Season 21 of Size 20, a real-life feature show on the streaming television service Dropout, will premiere on January 10, 2024. It's an incredible series that shows no signs of slowing down, and Perry's work has been integral to its popularity. To celebrate his impact, Dropout has released a documentary entitled The legendary Rick Perry and the art of Dimension 20. Ahead of the release, Polygon spoke with the lifelong Texan, now resident of Washington State, to discuss his work.
While world-class Dungeon Masters like Brennan Lee Mulligan, Aabria Iyengar, Gabe Hicks and Matthew Mercer lead every game at the start of every game Size 20 Season with high-level creative direction, it is up to Perry and his team of experienced artists to bring that vision to life in miniature on the table. That means creating figures hundreds of centimeters tall from scratch using clay and sculpting tools; kitbashing dozens of scale models into fantastical landscapes to anchor the viewer in the world; and creating dynamic, layered battle maps where experienced improv actors can eat up the set.
Like the props you take to your home games, it's basically bait that he deliberately uses to draw players (and viewers) closer to the center of whatever complex story he's trying to tell.
“Size 20 (requires) an enormous amount of creative genesis to create a twenty-episode series,” Perry said, “(one that) takes place in a completely new world where we don't know what color the sky is, or what food the people are eating. So there's a huge amount of creative activity that has to start from scratch, and that takes up a lot of time.”

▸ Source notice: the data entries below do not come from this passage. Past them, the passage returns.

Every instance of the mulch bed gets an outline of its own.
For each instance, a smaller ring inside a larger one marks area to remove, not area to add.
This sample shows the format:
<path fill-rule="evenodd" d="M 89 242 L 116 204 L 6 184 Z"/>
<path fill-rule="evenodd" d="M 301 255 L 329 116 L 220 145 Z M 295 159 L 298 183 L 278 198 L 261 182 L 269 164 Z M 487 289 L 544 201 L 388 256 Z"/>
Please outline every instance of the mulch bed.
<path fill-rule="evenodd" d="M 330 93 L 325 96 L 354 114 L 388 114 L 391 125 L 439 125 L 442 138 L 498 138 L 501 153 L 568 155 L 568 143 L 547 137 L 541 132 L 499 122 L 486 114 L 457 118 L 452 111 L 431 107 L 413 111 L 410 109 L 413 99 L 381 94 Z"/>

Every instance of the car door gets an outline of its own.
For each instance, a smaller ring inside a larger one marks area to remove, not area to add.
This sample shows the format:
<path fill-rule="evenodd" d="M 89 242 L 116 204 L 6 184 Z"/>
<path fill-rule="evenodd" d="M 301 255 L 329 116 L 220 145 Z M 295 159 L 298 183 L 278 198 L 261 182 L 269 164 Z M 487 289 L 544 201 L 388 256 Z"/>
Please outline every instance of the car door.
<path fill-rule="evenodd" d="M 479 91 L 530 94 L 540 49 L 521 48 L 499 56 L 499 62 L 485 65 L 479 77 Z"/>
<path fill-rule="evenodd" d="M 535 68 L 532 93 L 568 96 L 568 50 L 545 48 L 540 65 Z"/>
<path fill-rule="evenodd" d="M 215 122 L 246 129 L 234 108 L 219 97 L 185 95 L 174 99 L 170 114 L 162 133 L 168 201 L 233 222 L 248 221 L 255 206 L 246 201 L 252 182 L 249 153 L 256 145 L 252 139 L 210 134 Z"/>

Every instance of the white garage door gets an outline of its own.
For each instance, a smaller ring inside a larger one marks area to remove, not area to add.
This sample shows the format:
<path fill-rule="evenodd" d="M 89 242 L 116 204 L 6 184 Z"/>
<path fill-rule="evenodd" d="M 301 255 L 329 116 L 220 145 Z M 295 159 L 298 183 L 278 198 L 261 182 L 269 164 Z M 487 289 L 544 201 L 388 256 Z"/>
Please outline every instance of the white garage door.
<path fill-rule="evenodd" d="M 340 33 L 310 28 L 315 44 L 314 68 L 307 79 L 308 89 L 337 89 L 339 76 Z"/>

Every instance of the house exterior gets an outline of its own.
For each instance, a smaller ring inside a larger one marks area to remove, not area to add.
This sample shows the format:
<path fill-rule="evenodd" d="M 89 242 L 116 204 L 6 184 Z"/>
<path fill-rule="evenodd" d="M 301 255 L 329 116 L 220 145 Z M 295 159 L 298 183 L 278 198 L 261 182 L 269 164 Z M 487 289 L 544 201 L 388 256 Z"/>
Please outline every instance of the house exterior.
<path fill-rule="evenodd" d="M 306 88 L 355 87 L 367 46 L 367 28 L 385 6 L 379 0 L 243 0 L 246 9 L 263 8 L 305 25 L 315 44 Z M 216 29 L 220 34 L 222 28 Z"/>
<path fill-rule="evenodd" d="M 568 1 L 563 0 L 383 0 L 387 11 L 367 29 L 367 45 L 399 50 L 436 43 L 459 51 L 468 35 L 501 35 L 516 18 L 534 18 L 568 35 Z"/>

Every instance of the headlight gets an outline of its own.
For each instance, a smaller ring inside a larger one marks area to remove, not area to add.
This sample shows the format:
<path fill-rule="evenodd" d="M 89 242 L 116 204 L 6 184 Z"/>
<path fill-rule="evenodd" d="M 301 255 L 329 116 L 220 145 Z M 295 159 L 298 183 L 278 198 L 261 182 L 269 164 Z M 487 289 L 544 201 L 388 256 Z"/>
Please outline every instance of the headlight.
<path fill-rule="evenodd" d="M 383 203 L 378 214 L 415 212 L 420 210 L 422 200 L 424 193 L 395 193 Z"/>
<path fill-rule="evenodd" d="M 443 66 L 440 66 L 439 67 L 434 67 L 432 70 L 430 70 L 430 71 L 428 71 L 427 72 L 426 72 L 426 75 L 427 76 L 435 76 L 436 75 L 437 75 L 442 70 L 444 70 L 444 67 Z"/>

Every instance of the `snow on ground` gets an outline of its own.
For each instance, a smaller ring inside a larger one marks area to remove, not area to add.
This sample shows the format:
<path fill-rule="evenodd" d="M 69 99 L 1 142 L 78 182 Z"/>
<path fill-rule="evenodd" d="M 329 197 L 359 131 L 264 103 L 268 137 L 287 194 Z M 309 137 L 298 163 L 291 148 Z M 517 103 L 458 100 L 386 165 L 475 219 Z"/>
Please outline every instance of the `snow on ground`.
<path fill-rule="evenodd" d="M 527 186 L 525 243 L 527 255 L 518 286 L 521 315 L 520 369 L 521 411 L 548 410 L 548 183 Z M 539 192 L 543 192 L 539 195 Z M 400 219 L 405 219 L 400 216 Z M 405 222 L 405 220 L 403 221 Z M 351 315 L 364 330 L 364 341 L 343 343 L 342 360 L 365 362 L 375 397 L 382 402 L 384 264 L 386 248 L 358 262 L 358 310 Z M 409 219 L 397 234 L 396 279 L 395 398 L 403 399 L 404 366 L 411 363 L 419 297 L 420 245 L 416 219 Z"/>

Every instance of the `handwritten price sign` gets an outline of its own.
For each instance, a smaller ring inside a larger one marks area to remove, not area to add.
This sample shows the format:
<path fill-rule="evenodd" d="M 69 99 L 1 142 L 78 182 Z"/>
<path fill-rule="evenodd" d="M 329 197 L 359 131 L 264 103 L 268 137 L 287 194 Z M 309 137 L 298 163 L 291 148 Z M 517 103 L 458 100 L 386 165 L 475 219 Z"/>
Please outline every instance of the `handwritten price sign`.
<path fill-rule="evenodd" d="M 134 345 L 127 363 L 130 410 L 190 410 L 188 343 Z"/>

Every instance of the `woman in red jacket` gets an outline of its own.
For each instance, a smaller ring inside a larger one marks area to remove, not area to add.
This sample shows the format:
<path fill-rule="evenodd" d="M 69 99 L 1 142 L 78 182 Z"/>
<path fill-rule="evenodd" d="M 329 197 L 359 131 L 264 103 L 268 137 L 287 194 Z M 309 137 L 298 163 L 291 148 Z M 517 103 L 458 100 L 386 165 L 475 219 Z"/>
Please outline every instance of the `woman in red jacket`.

The documentary details how that creative work begins at his home on Lopez Island in San Juan County, Washington, at an outdoor sink first assembled by his father-in-law in the 1970s. It's then moved to a converted three-car garage that once housed farm implements but is now filled with bins labeled for the miniatures they contain – a box of trolls here, insects in the corner. Only after weeks, sometimes months of effort on the farm with an entire team of designers, are the larger pieces packed into crates and shipped to Los Angeles. Often, Perry said, that's where the real work begins.
The trick, he continued, is to stay nimble even when you're creating maps for tabletop encounters that won't happen for weeks.

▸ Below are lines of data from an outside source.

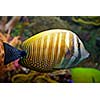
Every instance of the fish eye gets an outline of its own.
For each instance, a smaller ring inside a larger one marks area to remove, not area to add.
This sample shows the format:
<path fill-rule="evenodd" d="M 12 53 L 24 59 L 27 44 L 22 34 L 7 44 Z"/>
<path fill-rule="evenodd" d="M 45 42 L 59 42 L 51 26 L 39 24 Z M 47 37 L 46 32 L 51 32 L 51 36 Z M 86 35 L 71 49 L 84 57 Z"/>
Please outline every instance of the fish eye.
<path fill-rule="evenodd" d="M 26 56 L 26 54 L 27 54 L 26 51 L 22 51 L 22 52 L 21 52 L 21 56 L 22 56 L 22 57 Z"/>

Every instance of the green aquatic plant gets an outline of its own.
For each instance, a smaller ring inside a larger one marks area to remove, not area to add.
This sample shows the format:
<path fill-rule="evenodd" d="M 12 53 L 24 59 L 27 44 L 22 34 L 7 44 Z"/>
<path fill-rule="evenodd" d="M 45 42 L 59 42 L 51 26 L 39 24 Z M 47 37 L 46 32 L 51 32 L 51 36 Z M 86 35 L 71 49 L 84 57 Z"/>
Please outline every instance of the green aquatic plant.
<path fill-rule="evenodd" d="M 81 17 L 72 17 L 72 20 L 77 23 L 100 26 L 100 17 L 99 16 L 81 16 Z"/>
<path fill-rule="evenodd" d="M 100 83 L 100 71 L 93 68 L 72 68 L 74 83 Z"/>

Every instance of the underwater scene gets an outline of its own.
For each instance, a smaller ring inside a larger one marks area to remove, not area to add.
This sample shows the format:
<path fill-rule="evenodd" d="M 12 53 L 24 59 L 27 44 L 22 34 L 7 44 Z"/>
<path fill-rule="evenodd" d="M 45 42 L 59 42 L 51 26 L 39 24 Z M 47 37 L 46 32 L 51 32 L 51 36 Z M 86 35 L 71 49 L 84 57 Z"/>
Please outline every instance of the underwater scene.
<path fill-rule="evenodd" d="M 1 16 L 0 83 L 100 83 L 100 16 Z"/>

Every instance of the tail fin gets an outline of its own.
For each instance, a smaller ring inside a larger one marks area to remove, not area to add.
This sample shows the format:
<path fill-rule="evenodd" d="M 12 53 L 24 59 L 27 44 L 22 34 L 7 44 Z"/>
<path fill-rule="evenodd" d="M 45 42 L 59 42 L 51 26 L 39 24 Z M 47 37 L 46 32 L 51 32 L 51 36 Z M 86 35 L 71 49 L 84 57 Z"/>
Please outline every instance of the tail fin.
<path fill-rule="evenodd" d="M 9 64 L 10 62 L 26 55 L 25 51 L 18 50 L 7 43 L 3 43 L 3 45 L 5 52 L 4 65 Z"/>

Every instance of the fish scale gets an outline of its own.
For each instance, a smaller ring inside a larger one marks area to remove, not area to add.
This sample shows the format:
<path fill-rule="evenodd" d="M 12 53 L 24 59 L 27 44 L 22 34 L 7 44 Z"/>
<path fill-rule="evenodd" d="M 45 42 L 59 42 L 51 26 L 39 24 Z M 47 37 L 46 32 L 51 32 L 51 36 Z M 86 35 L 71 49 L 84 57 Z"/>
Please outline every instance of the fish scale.
<path fill-rule="evenodd" d="M 89 56 L 78 36 L 63 29 L 47 30 L 30 37 L 22 43 L 23 51 L 6 43 L 4 48 L 5 57 L 11 56 L 10 60 L 5 58 L 5 64 L 19 57 L 20 65 L 39 72 L 71 68 Z"/>
<path fill-rule="evenodd" d="M 37 65 L 37 67 L 47 66 L 47 69 L 48 68 L 52 69 L 52 66 L 60 63 L 66 52 L 65 37 L 66 37 L 65 32 L 64 33 L 52 32 L 52 33 L 47 33 L 47 35 L 37 37 L 36 40 L 29 39 L 28 41 L 23 42 L 23 45 L 26 45 L 27 50 L 29 50 L 29 54 L 26 58 L 27 59 L 26 61 L 33 63 L 30 65 L 32 67 L 36 67 Z M 32 56 L 33 55 L 32 51 L 34 51 L 34 56 Z M 33 61 L 30 59 L 33 59 Z M 29 63 L 27 63 L 27 66 L 29 66 Z"/>

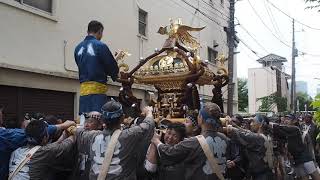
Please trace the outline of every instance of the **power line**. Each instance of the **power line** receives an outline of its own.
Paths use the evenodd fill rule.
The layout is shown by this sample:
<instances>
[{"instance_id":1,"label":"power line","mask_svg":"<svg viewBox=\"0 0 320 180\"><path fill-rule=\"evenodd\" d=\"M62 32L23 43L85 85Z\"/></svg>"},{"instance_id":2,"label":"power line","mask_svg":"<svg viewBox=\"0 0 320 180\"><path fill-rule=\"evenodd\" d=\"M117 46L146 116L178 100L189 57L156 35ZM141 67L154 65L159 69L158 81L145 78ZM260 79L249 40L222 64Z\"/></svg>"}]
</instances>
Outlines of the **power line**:
<instances>
[{"instance_id":1,"label":"power line","mask_svg":"<svg viewBox=\"0 0 320 180\"><path fill-rule=\"evenodd\" d=\"M271 6L273 6L275 9L277 9L278 11L280 11L282 14L286 15L288 18L290 19L295 19L295 21L305 27L308 27L310 29L313 29L313 30L320 30L320 28L315 28L315 27L312 27L310 25L307 25L299 20L297 20L296 18L293 18L292 16L290 16L289 14L287 14L286 12L284 12L283 10L281 10L280 8L278 8L276 5L274 5L272 2L270 2L269 0L266 0L269 4L271 4Z\"/></svg>"},{"instance_id":2,"label":"power line","mask_svg":"<svg viewBox=\"0 0 320 180\"><path fill-rule=\"evenodd\" d=\"M251 35L251 33L246 29L244 28L241 24L239 24L239 27L241 27L241 29L243 29L266 53L269 53L266 48L264 48L259 42L258 40L253 37L253 35Z\"/></svg>"},{"instance_id":3,"label":"power line","mask_svg":"<svg viewBox=\"0 0 320 180\"><path fill-rule=\"evenodd\" d=\"M214 14L215 17L218 17L218 18L220 18L220 19L222 19L222 20L224 20L224 21L227 21L227 22L229 21L229 18L226 19L226 18L224 18L223 16L220 16L218 13L214 12L213 10L207 9L205 5L203 5L202 7L203 7L203 9L205 9L205 10L209 11L210 13Z\"/></svg>"},{"instance_id":4,"label":"power line","mask_svg":"<svg viewBox=\"0 0 320 180\"><path fill-rule=\"evenodd\" d=\"M221 15L223 15L224 17L226 17L227 19L225 20L230 20L229 16L224 14L223 12L221 12L219 9L217 9L216 7L213 6L213 4L209 4L207 3L205 0L201 0L203 3L205 3L206 5L210 6L212 9L216 10L217 12L219 12ZM217 15L217 14L216 14Z\"/></svg>"},{"instance_id":5,"label":"power line","mask_svg":"<svg viewBox=\"0 0 320 180\"><path fill-rule=\"evenodd\" d=\"M192 7L193 9L197 10L200 14L202 14L204 17L210 19L211 21L213 21L214 23L216 23L218 26L223 27L217 20L213 19L212 17L210 17L208 14L204 13L203 11L201 11L199 8L195 7L194 5L190 4L189 2L185 1L185 0L181 0L182 2L184 2L185 4L187 4L188 6Z\"/></svg>"},{"instance_id":6,"label":"power line","mask_svg":"<svg viewBox=\"0 0 320 180\"><path fill-rule=\"evenodd\" d=\"M245 43L242 39L239 38L239 41L246 47L248 48L254 55L256 55L258 58L261 58L261 56L254 50L252 50L252 48L247 44Z\"/></svg>"},{"instance_id":7,"label":"power line","mask_svg":"<svg viewBox=\"0 0 320 180\"><path fill-rule=\"evenodd\" d=\"M270 18L270 21L271 21L271 24L275 30L276 33L278 33L279 37L282 37L283 38L283 35L278 27L278 24L277 24L277 21L274 19L274 16L272 14L272 10L270 9L270 7L268 6L266 0L263 0L263 3L264 3L264 7L266 8L266 11L268 13L268 16Z\"/></svg>"},{"instance_id":8,"label":"power line","mask_svg":"<svg viewBox=\"0 0 320 180\"><path fill-rule=\"evenodd\" d=\"M253 12L256 14L256 16L259 18L259 20L262 22L262 24L271 32L271 34L278 39L283 45L292 48L290 45L288 45L287 43L285 43L284 41L282 41L280 38L278 38L273 31L269 28L269 26L267 26L267 24L262 20L261 16L258 14L258 12L254 9L253 5L251 4L250 0L248 0L249 5L251 6L251 9L253 10Z\"/></svg>"}]
</instances>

“It's in the DNA of Size 20” said Perry, “because at the very beginning, when we decided that we wanted these eight battle maps that are custom, that have a mix of, like, high school and fantasy, it's not like something that we can just do really quickly unroll. We need to know in advance to be able to make skating dwarfs and all this stuff.
“That means we have to map all that out in every detail – as much as we can,” Perry continued. That kind of on-rails gameplay is unfortunately anathema to modern role-playing, which emphasizes creative freedom for the Dungeon Master. like the players at the table. It's always a challenge, Perry said, to keep things on track. But with a miniature set often costing as much as a full set, it's up to everyone involved to keep the trains running on time.

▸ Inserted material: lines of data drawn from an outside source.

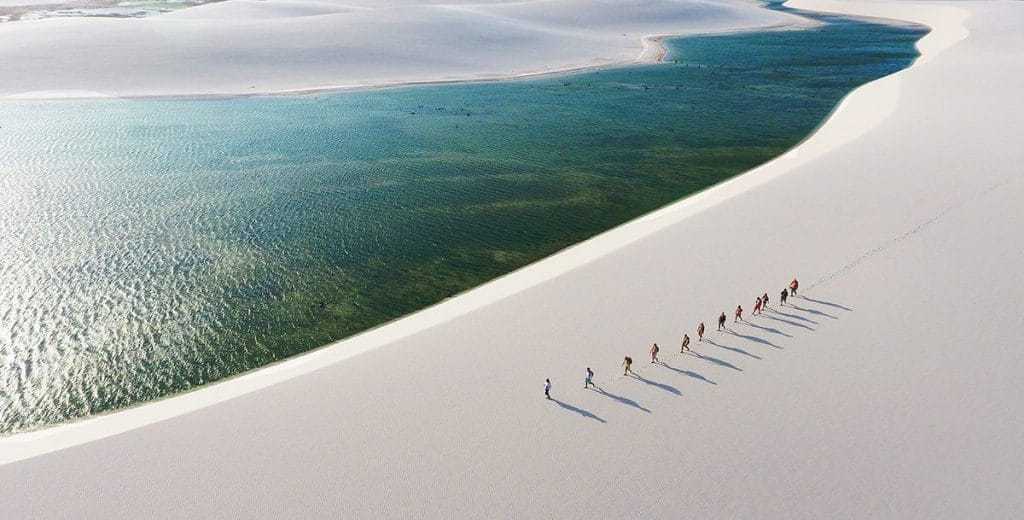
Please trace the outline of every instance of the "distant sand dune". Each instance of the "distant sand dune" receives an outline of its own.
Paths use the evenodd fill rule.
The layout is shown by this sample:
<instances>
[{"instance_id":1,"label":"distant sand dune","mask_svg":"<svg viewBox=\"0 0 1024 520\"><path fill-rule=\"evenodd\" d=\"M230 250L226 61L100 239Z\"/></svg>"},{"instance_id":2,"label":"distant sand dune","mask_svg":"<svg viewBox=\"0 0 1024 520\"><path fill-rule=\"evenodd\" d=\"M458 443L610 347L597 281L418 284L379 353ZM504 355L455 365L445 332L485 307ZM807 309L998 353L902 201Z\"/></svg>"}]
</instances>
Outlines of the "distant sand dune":
<instances>
[{"instance_id":1,"label":"distant sand dune","mask_svg":"<svg viewBox=\"0 0 1024 520\"><path fill-rule=\"evenodd\" d=\"M650 35L806 23L738 0L227 0L145 18L0 25L0 97L509 78L656 58Z\"/></svg>"}]
</instances>

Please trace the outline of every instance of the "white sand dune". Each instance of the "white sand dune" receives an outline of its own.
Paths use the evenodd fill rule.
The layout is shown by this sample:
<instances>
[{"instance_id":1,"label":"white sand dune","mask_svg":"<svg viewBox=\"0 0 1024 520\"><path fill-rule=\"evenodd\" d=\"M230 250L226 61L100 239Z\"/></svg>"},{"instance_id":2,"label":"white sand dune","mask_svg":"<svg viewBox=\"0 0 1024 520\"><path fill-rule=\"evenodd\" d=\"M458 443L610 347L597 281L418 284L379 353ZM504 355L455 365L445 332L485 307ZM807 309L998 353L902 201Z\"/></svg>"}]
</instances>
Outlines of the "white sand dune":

“That tells the Dungeon Master these are landmarks,” Perry said. “These (scenes we're building) are places where you have to get the ship through these little hoops. We try to build in as much flexibility as possible, as many opportunities for improvisation as possible, which means that sometimes where a battle card falls, they can switch places or we can cut one off. We don't try to cut any corners because it costs money to make them. And it's a business venture, the show, and we want all that production value to be on screen.
The nearly 45-minute film goes even further in its exploration of Perry and his work, delving deeply into his childhood and his time spent in college as a member of a group of performance artists. For fans of Size 20, it's a rare behind-the-scenes look at how his particular style of storytelling comes to life. But for artists, crafters, or even casual hobbyists who paint miniatures for fun on the weekend, this is the story of a kindred spirit who has found a crucial, transformative role in the creative industries.
The legendary Rick Perry and the art of Dimension 20 is now streaming on Dropout.